Bin Yu is Chancellor's Professor in the Departments of Statistics and Electrical Engineering & Computer Science at UC Berkeley. She chaired the Statistics Department at Berkeley from 2009 to 2012. She has published more than 100 scientific papers in leading journals and conference proceedings on statistics, EECS, remote sensing and neuroscience. Her publications cover a wide range of research on empirical process theory, information theory (MDL), MCMC methods, signal processing, machine learning, high dimensional data inference (e.g. sparse modeling (boosting and lasso), and spectral clustering), and interdisciplinary data problems. She has served on editorial boards including Annals of Statistics, Journal of American Statistical Association, and Journal of Machine Learning Research.
Prof.
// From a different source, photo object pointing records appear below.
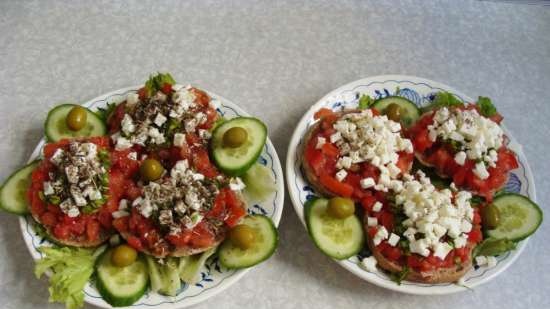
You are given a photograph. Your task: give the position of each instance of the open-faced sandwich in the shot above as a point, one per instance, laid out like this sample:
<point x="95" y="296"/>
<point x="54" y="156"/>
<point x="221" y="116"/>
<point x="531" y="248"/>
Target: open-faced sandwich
<point x="465" y="142"/>
<point x="165" y="187"/>
<point x="350" y="153"/>
<point x="412" y="226"/>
Yu was a Guggenheim Fellow and co-recipient of the Best Paper Award of IEEE Signal Processing Society in 2006, and was the Tukey Memorial Lecturer for the Bernoulli Society in 2012. She is President-elect of the Institute of Mathematical Statistics (IMS) and an elected Fellow of IMS, AAAS, IEEE, and the American Statistical Association.
She serves on the Scientific Advisory Board of the Institute for Pure and Applied Mathematics and on the Board of Mathematical Sciences and Applications of the National Academy of Sciences. She previously served as co-chair of the National Scientific Committee of the Statistical and Applied Mathematical Sciences Institute and on the Board of Governors of IEEE-IT Society.
Statistical inference for high dimensional data and interdisciplinary research in neuroscience, remote sensing, and text summarization.
I am currently working on statistical methodologies and models involving large data sets from remote sensing, data networks (internet and sensor networks), neuroscience, finance, and bioinformatics. Together with my students and collaborators, I have been working on different areas of statistical machine learning, theoretical and computational. These areas include boosting, Lasso, support vector machines (SVM), and semi-supervised learning. On the computational side, we have developed algorithms such as BLasso and iCAP for sparse modeling. My past research areas have also included empirical processes, Markov Chain Monte Carlo, signal processing, the minimum description length principle (MDL), and information theory.